Finding Zane Starling
What is Max doing now?
This was something she hadn’t let herself wonder. It was as if, in order to be here, she had to pretend he was just home alone in the cottage, watching the news and reading the paper. But maybe he was living his own story. She didn’t really want to think about this, either.
She ordered a glass of lemonade and some chips and guacamole from the snack bar and kept working. Only once, when she glanced up at Shelley’s window, did she think she saw a figure standing there again. And later, just before she headed back to her room to shower and dress for dinner, Weetzie could have sworn she heard a woman sobbing.

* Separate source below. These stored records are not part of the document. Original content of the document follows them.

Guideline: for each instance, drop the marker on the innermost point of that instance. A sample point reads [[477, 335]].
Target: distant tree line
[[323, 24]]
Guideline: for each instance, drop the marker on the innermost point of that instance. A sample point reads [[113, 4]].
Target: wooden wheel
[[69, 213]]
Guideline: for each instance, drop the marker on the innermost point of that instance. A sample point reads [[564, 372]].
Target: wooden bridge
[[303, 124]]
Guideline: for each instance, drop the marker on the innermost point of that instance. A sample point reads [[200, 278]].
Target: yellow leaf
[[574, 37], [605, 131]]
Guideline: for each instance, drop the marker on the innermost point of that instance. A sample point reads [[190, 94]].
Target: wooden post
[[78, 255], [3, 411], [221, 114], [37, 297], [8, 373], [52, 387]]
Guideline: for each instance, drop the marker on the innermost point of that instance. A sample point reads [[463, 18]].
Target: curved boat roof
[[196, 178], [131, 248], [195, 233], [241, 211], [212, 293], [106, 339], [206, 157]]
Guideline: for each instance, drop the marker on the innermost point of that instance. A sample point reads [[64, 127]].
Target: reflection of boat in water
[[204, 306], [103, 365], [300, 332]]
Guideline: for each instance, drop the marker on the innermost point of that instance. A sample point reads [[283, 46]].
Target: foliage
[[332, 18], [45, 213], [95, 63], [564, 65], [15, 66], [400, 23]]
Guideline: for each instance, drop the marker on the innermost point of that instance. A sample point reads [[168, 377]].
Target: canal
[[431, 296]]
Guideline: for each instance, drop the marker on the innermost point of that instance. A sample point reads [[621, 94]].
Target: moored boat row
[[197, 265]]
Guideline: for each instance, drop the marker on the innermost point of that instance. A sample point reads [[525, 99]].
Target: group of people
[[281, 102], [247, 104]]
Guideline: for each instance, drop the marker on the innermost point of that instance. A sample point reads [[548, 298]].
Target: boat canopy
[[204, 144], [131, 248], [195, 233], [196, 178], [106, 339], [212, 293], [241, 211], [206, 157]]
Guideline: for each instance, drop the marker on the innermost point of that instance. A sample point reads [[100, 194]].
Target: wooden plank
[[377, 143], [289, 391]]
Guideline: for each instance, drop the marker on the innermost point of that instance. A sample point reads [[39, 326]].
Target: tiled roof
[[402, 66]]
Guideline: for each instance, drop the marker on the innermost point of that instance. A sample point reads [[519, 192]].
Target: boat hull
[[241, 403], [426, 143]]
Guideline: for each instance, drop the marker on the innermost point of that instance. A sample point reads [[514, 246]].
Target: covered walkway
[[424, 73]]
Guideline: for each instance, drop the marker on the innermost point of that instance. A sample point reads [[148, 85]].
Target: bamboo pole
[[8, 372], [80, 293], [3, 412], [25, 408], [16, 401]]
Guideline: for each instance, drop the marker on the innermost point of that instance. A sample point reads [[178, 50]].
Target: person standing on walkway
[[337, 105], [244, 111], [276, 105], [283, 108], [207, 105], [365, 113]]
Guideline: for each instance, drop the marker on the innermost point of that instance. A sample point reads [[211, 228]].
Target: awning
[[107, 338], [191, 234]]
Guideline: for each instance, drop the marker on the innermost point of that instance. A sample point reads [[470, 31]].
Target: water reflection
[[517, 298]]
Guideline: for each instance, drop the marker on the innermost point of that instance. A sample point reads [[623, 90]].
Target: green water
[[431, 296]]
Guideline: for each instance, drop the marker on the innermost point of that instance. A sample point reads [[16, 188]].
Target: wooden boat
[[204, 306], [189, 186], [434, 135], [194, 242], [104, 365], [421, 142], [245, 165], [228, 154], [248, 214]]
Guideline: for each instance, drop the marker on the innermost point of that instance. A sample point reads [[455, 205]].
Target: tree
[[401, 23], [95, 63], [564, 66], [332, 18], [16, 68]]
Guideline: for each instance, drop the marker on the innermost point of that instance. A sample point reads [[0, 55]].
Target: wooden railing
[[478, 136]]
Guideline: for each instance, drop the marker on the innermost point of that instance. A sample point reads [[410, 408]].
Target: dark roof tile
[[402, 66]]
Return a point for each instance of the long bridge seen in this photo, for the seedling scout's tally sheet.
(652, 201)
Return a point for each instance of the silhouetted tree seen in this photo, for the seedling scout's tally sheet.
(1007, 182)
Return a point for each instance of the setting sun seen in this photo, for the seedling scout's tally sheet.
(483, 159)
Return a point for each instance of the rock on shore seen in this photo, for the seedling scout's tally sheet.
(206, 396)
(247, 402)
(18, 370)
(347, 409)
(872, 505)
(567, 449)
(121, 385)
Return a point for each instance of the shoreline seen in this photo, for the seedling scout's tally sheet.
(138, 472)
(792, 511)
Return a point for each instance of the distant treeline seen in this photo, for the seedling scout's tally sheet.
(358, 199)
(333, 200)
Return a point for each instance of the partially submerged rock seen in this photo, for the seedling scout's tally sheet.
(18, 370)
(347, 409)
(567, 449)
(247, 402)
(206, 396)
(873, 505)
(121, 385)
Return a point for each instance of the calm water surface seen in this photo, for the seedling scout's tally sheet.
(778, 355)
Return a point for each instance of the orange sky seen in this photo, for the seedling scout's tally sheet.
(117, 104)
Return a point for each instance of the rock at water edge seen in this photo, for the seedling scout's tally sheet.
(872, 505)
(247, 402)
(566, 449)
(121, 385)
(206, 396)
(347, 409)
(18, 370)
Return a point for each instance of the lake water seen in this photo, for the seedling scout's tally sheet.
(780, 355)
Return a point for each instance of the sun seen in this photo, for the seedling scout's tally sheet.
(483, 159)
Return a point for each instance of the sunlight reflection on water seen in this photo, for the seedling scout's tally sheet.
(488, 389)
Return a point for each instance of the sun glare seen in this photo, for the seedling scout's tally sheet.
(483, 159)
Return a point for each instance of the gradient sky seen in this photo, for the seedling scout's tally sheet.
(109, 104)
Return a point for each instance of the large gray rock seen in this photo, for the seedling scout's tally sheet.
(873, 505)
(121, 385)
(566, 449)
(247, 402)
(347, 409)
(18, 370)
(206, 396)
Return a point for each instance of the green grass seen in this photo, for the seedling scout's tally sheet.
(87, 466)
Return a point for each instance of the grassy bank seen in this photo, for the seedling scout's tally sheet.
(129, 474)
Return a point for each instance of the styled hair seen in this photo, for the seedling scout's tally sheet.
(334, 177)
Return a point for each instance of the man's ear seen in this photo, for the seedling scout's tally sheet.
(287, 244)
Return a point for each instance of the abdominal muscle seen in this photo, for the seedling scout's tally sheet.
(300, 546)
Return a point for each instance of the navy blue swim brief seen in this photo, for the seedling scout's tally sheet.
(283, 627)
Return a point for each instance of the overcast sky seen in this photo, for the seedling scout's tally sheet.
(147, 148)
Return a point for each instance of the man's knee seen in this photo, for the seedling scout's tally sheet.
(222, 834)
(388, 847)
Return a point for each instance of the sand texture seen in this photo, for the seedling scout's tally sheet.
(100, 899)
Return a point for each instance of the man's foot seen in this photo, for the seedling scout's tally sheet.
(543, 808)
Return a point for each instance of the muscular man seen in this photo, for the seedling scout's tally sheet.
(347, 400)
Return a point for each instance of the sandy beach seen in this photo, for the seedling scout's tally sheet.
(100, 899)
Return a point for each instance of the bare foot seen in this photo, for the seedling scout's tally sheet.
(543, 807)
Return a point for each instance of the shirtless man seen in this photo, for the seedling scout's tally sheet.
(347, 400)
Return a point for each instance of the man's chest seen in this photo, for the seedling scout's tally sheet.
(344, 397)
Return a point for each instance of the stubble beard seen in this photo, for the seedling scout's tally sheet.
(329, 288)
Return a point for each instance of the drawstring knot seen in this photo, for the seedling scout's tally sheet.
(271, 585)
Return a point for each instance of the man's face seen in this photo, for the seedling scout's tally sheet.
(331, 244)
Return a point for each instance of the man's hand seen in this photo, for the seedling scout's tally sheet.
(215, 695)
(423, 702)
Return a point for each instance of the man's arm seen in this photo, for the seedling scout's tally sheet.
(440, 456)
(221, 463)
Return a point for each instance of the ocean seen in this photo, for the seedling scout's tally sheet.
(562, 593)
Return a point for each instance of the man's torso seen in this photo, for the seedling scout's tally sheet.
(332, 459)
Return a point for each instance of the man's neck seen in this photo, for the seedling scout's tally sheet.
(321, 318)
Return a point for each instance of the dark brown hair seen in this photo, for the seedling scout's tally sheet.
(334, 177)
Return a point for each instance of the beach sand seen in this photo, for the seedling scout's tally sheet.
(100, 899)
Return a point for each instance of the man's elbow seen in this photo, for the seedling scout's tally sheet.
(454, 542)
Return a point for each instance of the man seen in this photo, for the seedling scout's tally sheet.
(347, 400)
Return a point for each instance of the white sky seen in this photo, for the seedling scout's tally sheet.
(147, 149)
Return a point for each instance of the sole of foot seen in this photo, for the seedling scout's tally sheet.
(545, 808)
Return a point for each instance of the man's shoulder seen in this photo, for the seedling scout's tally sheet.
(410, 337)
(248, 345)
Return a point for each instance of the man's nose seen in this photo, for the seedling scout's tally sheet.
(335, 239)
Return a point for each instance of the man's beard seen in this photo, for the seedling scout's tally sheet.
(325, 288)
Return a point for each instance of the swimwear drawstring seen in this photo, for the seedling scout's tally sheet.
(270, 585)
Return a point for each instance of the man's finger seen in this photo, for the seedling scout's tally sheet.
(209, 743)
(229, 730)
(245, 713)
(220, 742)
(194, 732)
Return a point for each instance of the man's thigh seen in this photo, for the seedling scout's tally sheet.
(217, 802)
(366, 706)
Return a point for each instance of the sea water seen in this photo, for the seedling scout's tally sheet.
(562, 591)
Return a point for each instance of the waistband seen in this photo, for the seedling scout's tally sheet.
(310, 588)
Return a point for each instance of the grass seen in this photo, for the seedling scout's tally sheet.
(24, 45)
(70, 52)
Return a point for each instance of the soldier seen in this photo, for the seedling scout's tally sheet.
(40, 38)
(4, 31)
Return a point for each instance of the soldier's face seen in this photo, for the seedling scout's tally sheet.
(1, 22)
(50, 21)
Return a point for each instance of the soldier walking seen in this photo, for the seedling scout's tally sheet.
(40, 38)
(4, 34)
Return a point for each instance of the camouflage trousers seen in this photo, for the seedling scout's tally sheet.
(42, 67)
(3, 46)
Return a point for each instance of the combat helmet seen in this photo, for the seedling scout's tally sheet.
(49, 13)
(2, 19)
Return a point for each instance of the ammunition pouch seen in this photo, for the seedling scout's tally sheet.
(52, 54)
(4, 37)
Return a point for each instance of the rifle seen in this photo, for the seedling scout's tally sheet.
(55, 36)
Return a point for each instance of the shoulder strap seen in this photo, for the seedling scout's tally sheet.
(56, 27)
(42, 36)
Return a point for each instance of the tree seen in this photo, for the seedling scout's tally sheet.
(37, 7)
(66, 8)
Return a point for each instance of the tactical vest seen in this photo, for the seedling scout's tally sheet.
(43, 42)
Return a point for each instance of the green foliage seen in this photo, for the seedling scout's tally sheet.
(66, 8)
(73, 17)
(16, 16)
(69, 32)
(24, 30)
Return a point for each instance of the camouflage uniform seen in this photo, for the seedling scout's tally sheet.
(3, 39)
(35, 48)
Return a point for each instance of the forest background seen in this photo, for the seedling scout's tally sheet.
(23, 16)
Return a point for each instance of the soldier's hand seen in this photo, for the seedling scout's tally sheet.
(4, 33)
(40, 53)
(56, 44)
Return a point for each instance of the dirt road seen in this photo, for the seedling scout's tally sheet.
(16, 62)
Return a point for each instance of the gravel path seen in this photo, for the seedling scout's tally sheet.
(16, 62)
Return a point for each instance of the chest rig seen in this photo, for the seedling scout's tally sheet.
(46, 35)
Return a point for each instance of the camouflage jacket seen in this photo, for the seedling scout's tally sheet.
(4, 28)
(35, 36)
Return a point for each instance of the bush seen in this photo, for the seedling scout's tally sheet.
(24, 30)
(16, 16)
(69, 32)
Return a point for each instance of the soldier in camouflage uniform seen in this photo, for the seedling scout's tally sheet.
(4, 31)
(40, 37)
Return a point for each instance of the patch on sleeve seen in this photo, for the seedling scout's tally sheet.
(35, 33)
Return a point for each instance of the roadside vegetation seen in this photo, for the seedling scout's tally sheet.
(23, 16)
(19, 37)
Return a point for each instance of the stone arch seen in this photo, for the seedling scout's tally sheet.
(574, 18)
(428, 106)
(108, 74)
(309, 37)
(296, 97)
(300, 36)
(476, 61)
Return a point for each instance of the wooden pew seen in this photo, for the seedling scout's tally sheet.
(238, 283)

How Much Difference One Person Can Make
Why are punk shows like ancient pagan rituals?
Witch Baby was sitting in the silent, pale, cathedral-like library, unable to concentrate on the paper she was supposed to be writing. She took the crinkled postcard from Angel Juan out of her pocket. What was it he had been
looking for and finally found? Why was he coming back from his trip? Why wasn’t he coming here?
Next to the postcard was a flyer Witch Baby had ripped off a kiosk that morning when she was getting her breakfast mushurito. It was for a hardcore punk gig in the city. It might help her with her paper, she told herself. And she needed to get out; she needed a distraction. Sitting here like this was useless.
She got up and walked past the rows of students. Her steel-toed engineer boots echoed on the marble floor. She kept her eyes down, hoping no one was looking at her, wishing she had someone to go with her tonight.
Witch Baby took BART into San Francisco after dark. Then she walked through the Mission to a warehouse where the band was playing. The streets were very dark, mostly deserted. The air felt cool and salty from the bay. Some skinheads walked by, kicking a beer can. One had a large scar down the side of his face. Witch Baby slouched further into her motorcycle jacket—glad she was wearing it, glad she was bald—remembering what Dirk told her before she left for college: shows were more hardcore up north than in L.A.; at least they used to be. She hadn’t gone to any yet, but Angel Juan’s postcard was like a little animal in her pocket, scratching, nipping; it made her need to keep moving.
Witch Baby sat in the dark warehouse, listening to the ferocious music, watching boys flinging themselves off the stage and slamming into each other in the pit. All boys; there was hardly another girl in the whole place. Witch Baby tried to see something beautiful in the sweaty frenzy of bodies—something ecstatic, like a pagan ritual—but she just felt sad and alone. She imagined ancient rites where nymphs and satyrs played drums and flutes and danced together, celebrating the flow of the wine, the sacred marriage of god and goddess. But there was no sign of the goddess here.
Witch Baby put her hand into the pocket of her leather jacket for Angel Juan’s postcard. Instead, she found something else.
Dear Witch Baby,
I know that you stole this jacket from my closet when you left for school. You could have asked me, and of course I would have given it to you! Anyway, I’m glad you have it, because I have a lot of nice memories of wearing it when I was your age. I’m also glad that you and I have similar taste, whether you will admit it or not. But the reason I am writing this is so that when you find it, you will know that I am thinking of you and loving you. I know that you don’t like to make yourself vulnerable, but remember, that is the way love comes. Don’t be afraid! I love you!